Cru bourgeois

L’homme qui ne savait pas dire non – Serge Joncour

“L’homme qui ne savait pas dire non” est l’histoire… l’histoire… Comment la décrire en quelques mots ? C’est l’histoire d’un homme qui ne savait pas dire non. Voilà tout. Un peu simpliste comme résumé, sans doute, mais c’est en (très) gros ce que j’ai retenu de ces presque 300 pages de prose.

L’idée de base est géniale, traitée avec talent, finesse, et humour. Cet homme qui ne savait pas dire non est une trouvaille. Il est confronté à des problèmes cocasses. Ses collègues en profitent, son patron en abuse. Le moindre acte du quotidien devient une épreuve. Il suit un atelier d’écriture pour tenter de retrouver l’usage de ce mot capital. Premier exercice : écrire mille mots, ou à défaut s’acquitter d’une amende d’un euro par mot manquant. Second exercice : le même avec deux mille mots… Toute une épopée philosophique…!

Serge Joncour a du talent et de la finesse, disais-je. Il nous emmène en bateau de Singapour à Vancouvert en passant par les Maldives, les haut-plateaux du Tibet et la tour de Pise.
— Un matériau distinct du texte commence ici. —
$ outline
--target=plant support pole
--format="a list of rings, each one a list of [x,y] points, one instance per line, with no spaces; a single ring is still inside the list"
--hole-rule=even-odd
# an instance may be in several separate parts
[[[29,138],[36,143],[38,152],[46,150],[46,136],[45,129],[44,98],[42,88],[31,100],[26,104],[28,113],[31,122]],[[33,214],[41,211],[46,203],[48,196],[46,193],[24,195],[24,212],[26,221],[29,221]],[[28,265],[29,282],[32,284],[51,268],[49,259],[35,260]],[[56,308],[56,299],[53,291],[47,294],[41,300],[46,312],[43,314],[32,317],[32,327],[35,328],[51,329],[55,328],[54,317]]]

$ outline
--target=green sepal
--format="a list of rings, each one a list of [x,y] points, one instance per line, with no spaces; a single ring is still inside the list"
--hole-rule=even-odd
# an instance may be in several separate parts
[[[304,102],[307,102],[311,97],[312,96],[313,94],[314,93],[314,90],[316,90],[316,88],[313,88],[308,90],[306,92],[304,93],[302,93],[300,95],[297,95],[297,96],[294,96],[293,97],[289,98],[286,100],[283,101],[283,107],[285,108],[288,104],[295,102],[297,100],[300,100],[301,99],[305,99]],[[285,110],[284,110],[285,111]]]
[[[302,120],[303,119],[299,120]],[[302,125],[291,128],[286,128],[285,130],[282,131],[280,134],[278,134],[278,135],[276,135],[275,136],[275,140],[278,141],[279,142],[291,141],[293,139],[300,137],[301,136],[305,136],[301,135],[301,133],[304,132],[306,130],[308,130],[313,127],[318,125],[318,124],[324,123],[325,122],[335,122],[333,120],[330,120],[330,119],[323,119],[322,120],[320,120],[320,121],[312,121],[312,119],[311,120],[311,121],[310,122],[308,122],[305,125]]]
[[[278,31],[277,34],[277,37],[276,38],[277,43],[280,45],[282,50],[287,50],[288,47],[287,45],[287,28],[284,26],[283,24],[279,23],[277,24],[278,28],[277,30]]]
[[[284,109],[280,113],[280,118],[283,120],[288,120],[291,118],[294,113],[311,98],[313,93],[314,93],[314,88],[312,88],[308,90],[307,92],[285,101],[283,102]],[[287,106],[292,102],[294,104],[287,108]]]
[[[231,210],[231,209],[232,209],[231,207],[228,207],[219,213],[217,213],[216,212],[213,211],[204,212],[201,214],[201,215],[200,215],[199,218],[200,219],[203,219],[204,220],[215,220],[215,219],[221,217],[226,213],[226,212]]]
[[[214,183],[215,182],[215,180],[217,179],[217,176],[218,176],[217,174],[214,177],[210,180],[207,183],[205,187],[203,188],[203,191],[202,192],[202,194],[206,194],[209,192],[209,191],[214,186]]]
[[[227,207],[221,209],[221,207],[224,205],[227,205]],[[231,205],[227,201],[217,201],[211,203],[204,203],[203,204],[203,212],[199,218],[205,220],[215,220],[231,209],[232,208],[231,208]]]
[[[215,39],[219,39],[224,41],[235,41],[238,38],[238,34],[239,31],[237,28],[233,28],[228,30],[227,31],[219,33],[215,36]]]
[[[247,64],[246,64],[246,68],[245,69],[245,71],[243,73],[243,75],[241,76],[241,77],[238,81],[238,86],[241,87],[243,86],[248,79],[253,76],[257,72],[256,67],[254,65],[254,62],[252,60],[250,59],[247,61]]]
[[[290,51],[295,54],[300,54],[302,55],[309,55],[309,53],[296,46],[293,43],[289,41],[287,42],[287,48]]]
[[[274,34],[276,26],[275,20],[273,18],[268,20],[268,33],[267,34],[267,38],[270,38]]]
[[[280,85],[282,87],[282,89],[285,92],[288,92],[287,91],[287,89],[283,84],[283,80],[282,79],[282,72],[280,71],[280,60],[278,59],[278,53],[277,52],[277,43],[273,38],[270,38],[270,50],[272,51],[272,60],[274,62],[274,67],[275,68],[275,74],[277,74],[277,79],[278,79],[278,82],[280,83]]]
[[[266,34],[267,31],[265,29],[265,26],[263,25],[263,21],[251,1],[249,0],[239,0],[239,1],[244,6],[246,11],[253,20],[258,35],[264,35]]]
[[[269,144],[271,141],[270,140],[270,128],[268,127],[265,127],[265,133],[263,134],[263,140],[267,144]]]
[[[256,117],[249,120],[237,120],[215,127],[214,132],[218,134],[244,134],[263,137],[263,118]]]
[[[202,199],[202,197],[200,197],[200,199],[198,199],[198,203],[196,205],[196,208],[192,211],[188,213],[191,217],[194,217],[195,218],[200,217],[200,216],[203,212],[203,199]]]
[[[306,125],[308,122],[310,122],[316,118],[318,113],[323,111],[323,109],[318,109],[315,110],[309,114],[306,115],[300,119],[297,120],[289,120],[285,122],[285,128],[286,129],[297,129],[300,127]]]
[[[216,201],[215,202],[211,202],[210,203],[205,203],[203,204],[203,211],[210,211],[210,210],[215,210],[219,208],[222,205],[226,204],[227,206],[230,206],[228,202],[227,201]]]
On voit du pays, mais quel trajet ! C’est un prosateur hors pair, qui pond des kilomètres de phrases pour nous convaincre, sans se départir de son flegme.

On peut être séduit par ce récit sophistiqué… Ou rester de marbre. Personnellement j’ai trouvé l’écriture un peu chargée. Les mille bonnes idées se perdent parfois dans davantage encore de développements qui n’atteignent pas toujours leur but, s’il en est un. Les dialogues sont un peu longs…

J’ai eu l’impression d’affronter un puzzle en 3D dont il manque des pièces, ou de voir un film de Lynch sans les images, de faire trois fois le tour du Sahara comme les Dupont-Dupond…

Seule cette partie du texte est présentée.